Especial
Sabado, 12 de Abril 2008 - 14h43
ENQUANTO O ÔNIBUS NÃO VEM Usuários do transporte coletivo se viram como podem nos pontos de RP
Das 2.500 paradas de ônibus existentes em Ribeirão Preto, apenas pouco mais de quinhentas são dotadas de abrigos e bancos para os passageiros. No total, são 230 abrigos metálicos e 360 de concreto, a maioria necessitando de reparos urgentes. Por isso, há também licitação em andamento que vai permitir a veiculação de publicidade nos abrigos existentes, em troca de benefícios (reformas).

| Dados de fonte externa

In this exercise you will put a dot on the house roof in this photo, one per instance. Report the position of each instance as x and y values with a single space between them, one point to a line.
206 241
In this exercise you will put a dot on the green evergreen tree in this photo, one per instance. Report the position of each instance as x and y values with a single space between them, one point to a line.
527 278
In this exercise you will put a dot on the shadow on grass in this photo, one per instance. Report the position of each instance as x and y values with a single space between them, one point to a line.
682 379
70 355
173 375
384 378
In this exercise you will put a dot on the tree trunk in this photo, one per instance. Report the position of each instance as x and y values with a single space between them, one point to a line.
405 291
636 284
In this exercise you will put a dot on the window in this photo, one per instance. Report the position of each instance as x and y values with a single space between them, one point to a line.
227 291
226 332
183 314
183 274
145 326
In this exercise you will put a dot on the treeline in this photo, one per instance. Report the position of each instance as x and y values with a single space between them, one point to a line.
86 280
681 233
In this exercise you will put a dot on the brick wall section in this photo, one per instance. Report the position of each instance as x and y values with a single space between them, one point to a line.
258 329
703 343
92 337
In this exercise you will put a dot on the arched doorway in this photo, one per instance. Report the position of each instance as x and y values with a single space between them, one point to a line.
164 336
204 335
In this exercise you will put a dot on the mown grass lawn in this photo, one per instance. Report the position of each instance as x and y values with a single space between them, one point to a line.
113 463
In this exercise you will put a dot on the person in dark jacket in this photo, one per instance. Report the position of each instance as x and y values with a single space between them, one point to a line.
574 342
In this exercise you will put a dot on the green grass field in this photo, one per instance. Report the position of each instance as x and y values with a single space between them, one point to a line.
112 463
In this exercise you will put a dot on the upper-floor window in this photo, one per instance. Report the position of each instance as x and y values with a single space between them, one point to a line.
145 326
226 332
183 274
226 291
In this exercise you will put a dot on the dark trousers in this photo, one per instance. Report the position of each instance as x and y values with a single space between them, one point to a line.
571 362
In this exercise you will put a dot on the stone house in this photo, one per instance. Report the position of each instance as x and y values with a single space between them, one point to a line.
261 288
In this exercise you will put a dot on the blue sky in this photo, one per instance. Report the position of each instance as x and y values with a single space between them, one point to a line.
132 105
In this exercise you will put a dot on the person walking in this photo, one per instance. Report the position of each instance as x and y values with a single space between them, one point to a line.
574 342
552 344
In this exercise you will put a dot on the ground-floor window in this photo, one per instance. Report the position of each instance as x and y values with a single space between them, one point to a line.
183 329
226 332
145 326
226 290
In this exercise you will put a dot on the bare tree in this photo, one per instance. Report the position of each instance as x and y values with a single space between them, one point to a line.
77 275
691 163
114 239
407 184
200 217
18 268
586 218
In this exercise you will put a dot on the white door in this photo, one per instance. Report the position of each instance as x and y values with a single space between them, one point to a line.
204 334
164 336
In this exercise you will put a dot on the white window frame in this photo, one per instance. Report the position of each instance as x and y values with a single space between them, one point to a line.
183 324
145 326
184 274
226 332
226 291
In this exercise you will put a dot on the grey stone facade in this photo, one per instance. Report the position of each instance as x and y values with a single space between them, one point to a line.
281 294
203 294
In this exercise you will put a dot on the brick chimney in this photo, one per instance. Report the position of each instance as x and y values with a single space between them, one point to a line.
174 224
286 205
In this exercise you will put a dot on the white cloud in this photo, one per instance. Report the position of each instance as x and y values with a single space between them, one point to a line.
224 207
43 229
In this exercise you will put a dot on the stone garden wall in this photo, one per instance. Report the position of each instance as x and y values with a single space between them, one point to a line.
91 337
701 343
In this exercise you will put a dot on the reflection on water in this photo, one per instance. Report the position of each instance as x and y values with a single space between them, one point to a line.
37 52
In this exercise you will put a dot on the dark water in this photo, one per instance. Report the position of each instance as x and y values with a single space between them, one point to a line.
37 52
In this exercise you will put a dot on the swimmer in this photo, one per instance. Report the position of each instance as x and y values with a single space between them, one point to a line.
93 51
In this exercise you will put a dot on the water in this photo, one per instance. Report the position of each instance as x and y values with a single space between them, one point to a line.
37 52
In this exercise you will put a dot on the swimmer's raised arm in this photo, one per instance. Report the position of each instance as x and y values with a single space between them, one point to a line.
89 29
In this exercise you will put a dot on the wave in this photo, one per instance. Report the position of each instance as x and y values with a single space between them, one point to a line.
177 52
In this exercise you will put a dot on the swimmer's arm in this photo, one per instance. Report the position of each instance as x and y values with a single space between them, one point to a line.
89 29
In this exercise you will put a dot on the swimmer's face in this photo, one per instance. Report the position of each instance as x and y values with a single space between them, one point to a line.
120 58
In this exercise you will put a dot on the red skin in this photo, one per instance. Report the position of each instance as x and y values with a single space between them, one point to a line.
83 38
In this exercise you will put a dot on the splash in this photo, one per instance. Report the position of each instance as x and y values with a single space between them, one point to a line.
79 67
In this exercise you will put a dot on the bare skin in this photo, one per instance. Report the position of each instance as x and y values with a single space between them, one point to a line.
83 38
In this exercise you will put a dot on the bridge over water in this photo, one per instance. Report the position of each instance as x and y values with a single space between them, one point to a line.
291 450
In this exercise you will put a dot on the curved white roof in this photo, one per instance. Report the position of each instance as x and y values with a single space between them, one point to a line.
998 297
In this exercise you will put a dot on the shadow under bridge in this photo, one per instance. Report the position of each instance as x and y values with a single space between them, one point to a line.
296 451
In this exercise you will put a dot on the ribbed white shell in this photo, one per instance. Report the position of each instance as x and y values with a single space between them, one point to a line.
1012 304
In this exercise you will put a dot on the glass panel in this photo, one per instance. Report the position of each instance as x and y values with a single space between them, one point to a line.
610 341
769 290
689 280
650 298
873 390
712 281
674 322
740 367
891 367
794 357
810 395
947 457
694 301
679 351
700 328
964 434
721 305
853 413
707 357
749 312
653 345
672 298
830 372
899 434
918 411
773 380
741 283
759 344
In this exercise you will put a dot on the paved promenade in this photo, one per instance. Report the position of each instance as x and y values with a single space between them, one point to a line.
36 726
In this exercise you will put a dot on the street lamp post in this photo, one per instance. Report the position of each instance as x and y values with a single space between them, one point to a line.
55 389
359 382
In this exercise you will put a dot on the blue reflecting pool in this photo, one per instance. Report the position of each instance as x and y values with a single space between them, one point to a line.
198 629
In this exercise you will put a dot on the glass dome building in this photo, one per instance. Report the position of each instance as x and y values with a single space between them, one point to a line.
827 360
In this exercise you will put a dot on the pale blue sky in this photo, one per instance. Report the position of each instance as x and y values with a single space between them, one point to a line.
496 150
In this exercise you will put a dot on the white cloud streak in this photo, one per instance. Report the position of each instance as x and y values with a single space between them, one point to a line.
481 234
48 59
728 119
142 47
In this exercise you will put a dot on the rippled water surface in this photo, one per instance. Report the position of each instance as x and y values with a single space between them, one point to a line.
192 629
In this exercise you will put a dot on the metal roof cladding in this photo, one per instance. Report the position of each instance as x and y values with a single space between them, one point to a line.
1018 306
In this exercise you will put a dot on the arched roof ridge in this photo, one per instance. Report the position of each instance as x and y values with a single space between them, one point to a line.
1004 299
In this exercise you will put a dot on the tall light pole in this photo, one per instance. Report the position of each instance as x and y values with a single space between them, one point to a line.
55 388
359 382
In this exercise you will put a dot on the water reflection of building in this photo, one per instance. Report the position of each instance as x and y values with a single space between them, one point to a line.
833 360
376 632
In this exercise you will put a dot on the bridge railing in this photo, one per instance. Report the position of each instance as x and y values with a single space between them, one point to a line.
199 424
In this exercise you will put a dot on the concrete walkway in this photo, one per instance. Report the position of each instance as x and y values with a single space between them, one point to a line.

Já a licitação feita pela Prefeitura para a instalação de mais 400 abrigos de concretos está sub judice. A secretaria de Administração informou que está tentando contornar o problema e viabilizar a licitação, que foi questionada por uma empresa concorrente.
Os 400 novos abrigos seriam dotados de bancos para seis pessoas e um encaixe de noventa centímetros para cadeira de rodas.
Miniterminais
A Transerp anunciou também que vai construir três miniterminais de ônibus urbanos. Os locais, inclusive, já teriam sido escolhidos, disse o coronel Antônio Carlos Muniz.
Um deles vai ser erguido no quarteirão conhecido como Vale dos Rios, na rua Saldanha Marinho entre a Prudente de Morais e a Lafaiete. A expressão Vale dos Rios foi cunhada durante a última gestão do prefeito Antônio Palocci (PT). Trata-se do quadrilátero que serviria de conexão com a Vila Tibério, através de um viaduto sobre a região da rodoviária.
O segundo miniterminal será na praça Maurílio Biagi, localizada entre a Câmara Municipal e a estação Rodoviária. Esse tipo de obra naquela área, segundo estudos, iria tornar o local mais útil, movimentado e seguro.
O terceiro miniterminal seria no bolsão de estacionamento do CPC (Centro Popular de Compras), na rua José Bonifácio, de onde já partem dezenas de ônibus.
A construção de um quarto miniterminal, ainda não confirmado, seria no atual ponto de ônibus do RibeirãoShopping.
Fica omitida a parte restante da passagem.